Daba la impresión de que por la entrada de la pequeña cueva apenas cabía una persona y, mirando hacia el interior, el espacio parecía reducirse aún más. Al verlo, Ayla se preguntó cómo se le había ocurrido a alguien entrar allí. De pronto oyó un sonido, y se le erizó el vello de la nuca y se le puso la carne de gallina en los brazos. Era como un gorjeo, pero muy rápido y agudo, un quejido ululante que parecía llenar la cavidad que se abría ante ellos. Se dio la vuelta y vio que era Falithan quien emitía el sonido. Luego volvió en forma de leve reverberación un extraño eco amortiguado que no se sincronizaba del todo con el sonido original, sino que parecía surgir de las profundidades de la cueva. Cuando Falithan interrumpió su canto, Ayla vio sonreír al Zelandoni de la Vigésimo sexta Caverna.

—Es un sonido increíble, ¿no? —comentó el hombre.

—Sí, desde luego —respondió Ayla—. Pero ¿por qué lo ha hecho?

—Es una manera de poner a prueba la gruta. Cuando una persona canta o toca la flauta o emite un sonido como Falithan en una cavidad, si la cueva responde, si devuelve el canto con un sonido auténtico y propio, es porque la Madre nos dice que nos oye y que podemos entrar en el mundo espiritual desde aquí. Es así como sabemos que es un lugar sagrado —explicó el Vigésimo sexto.

—¿Todas las cuevas sagradas devuelven el canto? —preguntó Ayla.

—No todas, pero sí la mayoría, y algunas sólo en determinados sitios, pero los lugares sagrados siempre tienen algo especial.

—Seguro que la Primera podría poner a prueba una gruta como esta con su voz hermosa y pura —afirmó Ayla, y arrugó la frente—. ¿Y si quisiéramos poner a prueba una gruta y no supiéramos cantar o tocar la flauta o producir un sonido como el de Falithan? Yo no sé hacer nada de eso.

—Sin duda sabrás cantar un poco.

—No, no sabe —intervino Jonokol—. Ayla recita el Canto a la Madre hablando y con un monótono tarareo.

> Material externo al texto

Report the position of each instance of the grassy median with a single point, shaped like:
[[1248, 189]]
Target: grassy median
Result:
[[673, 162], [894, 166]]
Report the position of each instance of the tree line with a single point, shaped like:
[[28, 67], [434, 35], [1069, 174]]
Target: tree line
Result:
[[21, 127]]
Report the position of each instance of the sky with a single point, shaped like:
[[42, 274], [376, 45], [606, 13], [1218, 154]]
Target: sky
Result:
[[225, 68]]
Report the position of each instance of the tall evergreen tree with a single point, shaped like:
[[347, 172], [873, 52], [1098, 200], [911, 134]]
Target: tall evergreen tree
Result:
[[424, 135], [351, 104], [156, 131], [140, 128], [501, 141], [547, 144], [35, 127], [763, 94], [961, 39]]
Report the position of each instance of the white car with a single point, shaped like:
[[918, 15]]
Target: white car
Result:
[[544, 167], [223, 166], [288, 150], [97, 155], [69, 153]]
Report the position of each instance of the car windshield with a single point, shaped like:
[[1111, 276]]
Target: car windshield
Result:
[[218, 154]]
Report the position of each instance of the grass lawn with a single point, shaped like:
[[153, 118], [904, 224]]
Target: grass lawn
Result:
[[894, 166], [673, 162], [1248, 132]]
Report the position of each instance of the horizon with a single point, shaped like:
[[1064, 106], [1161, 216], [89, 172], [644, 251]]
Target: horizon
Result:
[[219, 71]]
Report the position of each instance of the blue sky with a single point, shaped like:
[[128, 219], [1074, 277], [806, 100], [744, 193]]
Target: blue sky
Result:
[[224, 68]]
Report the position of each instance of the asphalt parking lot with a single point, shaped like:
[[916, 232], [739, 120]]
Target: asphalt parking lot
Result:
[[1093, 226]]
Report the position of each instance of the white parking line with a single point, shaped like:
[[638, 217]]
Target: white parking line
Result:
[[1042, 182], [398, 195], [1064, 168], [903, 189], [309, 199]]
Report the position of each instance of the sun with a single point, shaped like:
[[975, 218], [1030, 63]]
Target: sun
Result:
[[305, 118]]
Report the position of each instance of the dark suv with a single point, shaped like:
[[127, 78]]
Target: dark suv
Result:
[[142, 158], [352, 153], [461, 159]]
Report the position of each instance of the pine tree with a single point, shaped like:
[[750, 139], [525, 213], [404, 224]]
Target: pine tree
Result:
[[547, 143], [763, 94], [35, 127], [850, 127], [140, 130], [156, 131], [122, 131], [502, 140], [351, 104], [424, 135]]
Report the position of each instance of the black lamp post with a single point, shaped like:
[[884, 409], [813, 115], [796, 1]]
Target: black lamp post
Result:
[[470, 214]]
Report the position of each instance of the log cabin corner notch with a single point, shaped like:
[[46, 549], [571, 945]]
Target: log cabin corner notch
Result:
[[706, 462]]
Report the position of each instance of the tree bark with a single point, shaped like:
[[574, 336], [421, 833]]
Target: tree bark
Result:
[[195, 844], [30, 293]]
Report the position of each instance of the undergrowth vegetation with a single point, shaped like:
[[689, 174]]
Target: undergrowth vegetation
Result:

—Tienes que ser capaz de poner a prueba un emplazamiento sagrado con un sonido —insistió el Zelandoni de la Vigésimo sexta Caverna—. Esa es una de las funciones importantes del Zelandoni. Y debe ser un sonido auténtico de la clase que sea. Uno no puede limitarse a chillar o gritar. —Parecía muy preocupado, y Ayla se quedó compungida.